PET has proved to be a powerful tool for diagnosis of dementia (1) and diagnosis and monitoring of brain tumors (2). It can also be used to measure responses to stimuli. Renewed interest in brain imaging is leading to the development of dedicated head scanners with a low cost while still maintaining high sensitivity and spatial resolution.
The NeuroPET/CT is a full-ring mobile brain PET/CT scanner developed by Photo Diagnostic Systems, Inc. (3,4). It is the first-ever dedicated brain PET/CT scanner. Although developed primarily for brain imaging, it can also be used for animal and pediatric imaging. Because all PET data are acquired in list-mode, it is easy to create dynamic sequences and reconstruction. The NeuroPET/CT is self-propelled on battery-powered wheels, such that it can be driven to multiple locations. Because of its mobility and ability to use any standard power outlet, the NeuroPET/CT can be used in a flexible manner. Instead of a motorized bed moving through the bore, as with typical scanners, the NeuroPET/CT moves on treads to collect CT data and can be used with any bed that can be adjusted to the appropriate height. A NeuroPET/CT scanner was installed at Massachusetts General Hospital (MGH) in 2011. After a period of studies on its performance, the scanner is now used for clinical and preclinical research studies. Figure 1 shows a picture of the scanner with major components labeled.

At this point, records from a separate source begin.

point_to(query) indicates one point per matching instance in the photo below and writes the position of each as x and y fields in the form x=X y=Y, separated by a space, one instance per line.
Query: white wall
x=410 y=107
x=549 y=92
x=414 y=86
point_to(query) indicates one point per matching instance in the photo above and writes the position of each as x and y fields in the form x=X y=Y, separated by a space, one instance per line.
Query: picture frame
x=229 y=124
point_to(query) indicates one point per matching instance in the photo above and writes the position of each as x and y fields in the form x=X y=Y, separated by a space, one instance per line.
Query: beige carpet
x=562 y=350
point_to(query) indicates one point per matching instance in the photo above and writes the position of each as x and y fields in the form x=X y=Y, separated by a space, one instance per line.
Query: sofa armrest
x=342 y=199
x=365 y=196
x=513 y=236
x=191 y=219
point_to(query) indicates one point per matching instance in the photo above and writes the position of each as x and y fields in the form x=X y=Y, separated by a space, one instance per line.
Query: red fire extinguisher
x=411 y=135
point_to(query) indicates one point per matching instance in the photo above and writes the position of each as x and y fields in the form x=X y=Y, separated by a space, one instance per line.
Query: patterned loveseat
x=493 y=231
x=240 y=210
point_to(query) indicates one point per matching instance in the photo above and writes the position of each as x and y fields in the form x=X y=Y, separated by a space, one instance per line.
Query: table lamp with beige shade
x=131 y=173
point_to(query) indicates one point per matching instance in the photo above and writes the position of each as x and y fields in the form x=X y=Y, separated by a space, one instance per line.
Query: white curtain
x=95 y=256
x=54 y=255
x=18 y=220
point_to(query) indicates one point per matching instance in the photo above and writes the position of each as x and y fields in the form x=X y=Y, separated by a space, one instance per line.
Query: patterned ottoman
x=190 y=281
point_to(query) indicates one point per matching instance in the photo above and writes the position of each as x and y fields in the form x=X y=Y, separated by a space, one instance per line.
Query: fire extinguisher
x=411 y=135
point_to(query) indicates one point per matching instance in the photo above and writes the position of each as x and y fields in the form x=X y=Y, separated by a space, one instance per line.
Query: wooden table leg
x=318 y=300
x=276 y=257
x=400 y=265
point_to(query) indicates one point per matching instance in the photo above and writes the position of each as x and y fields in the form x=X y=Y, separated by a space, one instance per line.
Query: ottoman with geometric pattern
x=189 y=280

We evaluated the imaging characteristics of the PET component of the NeuroPET/CT scanner using the National Electrical Manufacturers Association (NEMA) standards measurements (5), and with additional phantom, animal, and human studies.
MATERIALS AND METHODS
PET Specifications
NeuroPET/CT was designed to achieve high sensitivity and good spatial resolution. The PET detector consists of 1-cm-long cerium-doped lutetium yttrium orthosilicate crystals divided into modules and blocks. The physical specifications of the NeuroPET/CT are summarized in Table 1, along with specifications for the ECAT Exact HR+ scanner (Siemens), which is currently used at MGH for brain imaging. Event positions are determined using the centroid from the silicon photomultiplier array on each block. Although the offset inner and outer crystal layers will eventually be used to determine the depth of interaction, they are currently treated as a single layer with a single characteristic conversion depth. The 22-cm axial extent of the PET rings allows the human brain to be imaged in a single acquisition.

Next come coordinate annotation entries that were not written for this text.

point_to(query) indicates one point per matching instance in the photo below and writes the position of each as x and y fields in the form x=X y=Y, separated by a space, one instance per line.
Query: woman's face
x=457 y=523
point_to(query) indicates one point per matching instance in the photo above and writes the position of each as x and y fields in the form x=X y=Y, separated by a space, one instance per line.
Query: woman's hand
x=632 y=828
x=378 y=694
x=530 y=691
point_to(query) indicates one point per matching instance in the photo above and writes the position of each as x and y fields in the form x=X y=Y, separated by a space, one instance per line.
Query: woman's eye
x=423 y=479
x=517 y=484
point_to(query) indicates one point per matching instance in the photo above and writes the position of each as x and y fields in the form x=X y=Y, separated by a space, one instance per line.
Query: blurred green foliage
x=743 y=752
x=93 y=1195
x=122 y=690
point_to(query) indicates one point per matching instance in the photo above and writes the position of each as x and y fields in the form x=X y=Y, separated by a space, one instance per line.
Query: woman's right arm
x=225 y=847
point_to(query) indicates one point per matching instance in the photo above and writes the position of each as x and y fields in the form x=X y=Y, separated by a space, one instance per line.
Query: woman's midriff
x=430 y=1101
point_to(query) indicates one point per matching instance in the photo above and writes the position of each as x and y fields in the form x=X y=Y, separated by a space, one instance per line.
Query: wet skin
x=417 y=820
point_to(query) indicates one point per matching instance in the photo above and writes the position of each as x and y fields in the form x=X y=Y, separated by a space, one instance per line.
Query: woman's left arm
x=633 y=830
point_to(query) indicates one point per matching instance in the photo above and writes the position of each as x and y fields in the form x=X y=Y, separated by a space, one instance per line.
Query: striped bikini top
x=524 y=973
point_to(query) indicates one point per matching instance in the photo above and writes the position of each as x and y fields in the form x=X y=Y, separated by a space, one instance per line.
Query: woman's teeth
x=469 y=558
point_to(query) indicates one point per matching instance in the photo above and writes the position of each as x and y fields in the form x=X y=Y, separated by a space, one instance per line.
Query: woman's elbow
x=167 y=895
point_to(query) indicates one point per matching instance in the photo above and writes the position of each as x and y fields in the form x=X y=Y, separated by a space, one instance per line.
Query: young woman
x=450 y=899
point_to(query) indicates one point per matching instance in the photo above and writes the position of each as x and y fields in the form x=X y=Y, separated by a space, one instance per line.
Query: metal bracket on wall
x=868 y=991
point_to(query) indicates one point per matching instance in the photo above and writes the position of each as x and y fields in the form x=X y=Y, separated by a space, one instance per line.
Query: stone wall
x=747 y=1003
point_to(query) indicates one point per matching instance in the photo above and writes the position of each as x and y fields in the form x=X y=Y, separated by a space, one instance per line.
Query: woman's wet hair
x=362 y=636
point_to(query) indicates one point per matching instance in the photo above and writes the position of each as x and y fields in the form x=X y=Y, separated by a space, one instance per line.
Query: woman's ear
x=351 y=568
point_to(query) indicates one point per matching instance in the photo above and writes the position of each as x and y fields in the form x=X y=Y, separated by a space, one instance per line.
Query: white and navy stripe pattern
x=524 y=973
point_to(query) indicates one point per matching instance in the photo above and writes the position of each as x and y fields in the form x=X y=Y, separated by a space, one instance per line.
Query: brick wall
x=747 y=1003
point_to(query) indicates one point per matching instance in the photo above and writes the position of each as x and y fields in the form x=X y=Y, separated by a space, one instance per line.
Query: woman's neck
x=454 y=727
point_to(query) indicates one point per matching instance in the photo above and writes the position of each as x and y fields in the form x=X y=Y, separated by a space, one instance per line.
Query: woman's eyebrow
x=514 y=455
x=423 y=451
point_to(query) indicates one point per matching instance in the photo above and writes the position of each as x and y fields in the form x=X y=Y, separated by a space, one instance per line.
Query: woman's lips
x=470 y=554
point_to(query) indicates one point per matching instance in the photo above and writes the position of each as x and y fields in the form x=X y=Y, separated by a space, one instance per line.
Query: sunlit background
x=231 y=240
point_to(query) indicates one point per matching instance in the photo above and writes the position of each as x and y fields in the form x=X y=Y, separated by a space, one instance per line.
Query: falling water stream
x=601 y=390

PET data are taken in list-mode, and reconstruction software creates sinograms with randoms, scatter, and attenuation corrections for multiple temporal frames. A dead-time correction is applied on the basis of a paralyzable model at the block level. Singles rates for each block are collected every 6 s during an acquisition and used in the dead-time correction. Delayed data used for the randoms correction have offline cuts and live fraction applied before sinogram binning. Smoothing is applied before subtraction from the prompts. Radioactive decay is corrected on a per-frame basis. For scatter correction, the standard single scatter simulation method (6) is used. To correct for inhomogeneity and variations in the coincidence channels (i.e., lines of response), a 2-h normalization scan is taken of a thin (low scatter) 30.5-cm-long annulus with an inner diameter of 27.9 cm and an outer diameter of 29.2 cm filled with approximately 18 MBq of 18F. The data are binned into sinograms, and randoms are subtracted. Normalization data are corrected for differences in the activity distribution and are variance-reduced before being used as a normalization correction during reconstruction. Attenuation correction is done using a low-dose CT scan taken with each PET scan. The bilinear scaling method is used to convert CT images in Hounsfield units to μ values at 511 keV (7,8).

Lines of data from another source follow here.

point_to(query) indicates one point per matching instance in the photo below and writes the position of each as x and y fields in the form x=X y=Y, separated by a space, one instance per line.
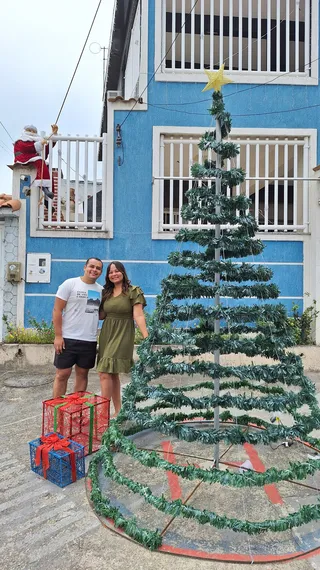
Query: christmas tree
x=204 y=303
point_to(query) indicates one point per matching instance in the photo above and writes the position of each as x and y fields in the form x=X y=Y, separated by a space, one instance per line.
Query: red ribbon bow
x=54 y=442
x=70 y=400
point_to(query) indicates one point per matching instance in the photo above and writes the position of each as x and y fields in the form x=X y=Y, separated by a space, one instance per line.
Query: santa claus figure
x=30 y=148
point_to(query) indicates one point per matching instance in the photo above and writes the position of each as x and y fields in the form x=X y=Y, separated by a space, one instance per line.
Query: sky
x=40 y=44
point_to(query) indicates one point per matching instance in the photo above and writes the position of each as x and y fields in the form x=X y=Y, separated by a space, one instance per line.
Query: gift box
x=57 y=459
x=82 y=417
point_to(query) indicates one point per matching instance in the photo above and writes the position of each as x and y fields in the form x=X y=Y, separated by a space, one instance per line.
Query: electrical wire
x=76 y=68
x=238 y=114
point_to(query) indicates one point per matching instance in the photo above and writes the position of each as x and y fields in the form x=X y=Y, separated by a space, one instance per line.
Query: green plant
x=302 y=323
x=40 y=333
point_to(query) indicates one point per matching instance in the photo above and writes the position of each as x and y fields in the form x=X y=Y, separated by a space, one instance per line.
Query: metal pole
x=217 y=299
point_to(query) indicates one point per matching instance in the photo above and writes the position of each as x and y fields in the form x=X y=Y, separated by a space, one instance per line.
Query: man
x=75 y=320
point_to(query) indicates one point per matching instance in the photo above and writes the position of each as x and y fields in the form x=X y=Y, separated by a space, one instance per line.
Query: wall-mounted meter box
x=38 y=268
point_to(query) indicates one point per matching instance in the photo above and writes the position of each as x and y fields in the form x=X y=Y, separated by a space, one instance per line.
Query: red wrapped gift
x=82 y=417
x=54 y=443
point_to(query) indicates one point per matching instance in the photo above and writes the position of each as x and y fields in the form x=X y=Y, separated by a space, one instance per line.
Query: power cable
x=76 y=68
x=161 y=62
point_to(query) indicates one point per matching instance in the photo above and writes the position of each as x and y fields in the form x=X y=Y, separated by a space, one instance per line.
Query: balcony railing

Iterative maximum likelihood–expectation maximum and filtered backprojection are reconstruction options. Reconstructions are done in 2 dimensions after Fourier rebinning (9). The projection operator is a line integral calculated on the fly, for which the integrand is determined by performing a bilinear interpolation in image space at fixed intervals along the line. The reconstruction uses a maximum ring difference that is half of the axial field of view (FOV). The hardware coincidence time window is 10 ns but can be reduced in the software. Similarly, the energy window can be set to anywhere between 350 and 750 keV. Within this paper, tight cuts refers to an energy window of 400–650 keV and a timing window of 7 ns. Loose cuts refers to an energy window of 350–700 keV and a timing window of 10 ns. The reconstructions in this paper use 256 × 256 × 92 image space bins for 1 × 1 × 2.3 mm voxels or 256 × 256 × 184 image space bins for 1 × 1 × 1.17 mm voxels. Images are calibrated to radioactivity concentrations in Bq/mL using a 6-L cylindric head-sized source of known activity concentration.
CT Specification and Safety Assessment
The CT has 3,264 detector channels with 8 axial slices at spacing of about 1.25 mm. The x-ray source, capable of 100, 120, or 140 kVp at 2.0–7.0 mA, can rotate at 60 rpm for 1,440 views/s. The system is capable of taking full axial FOV helical CTs in under 15 s. Low-dose CT scans deliver a dose of less than 100 mrem.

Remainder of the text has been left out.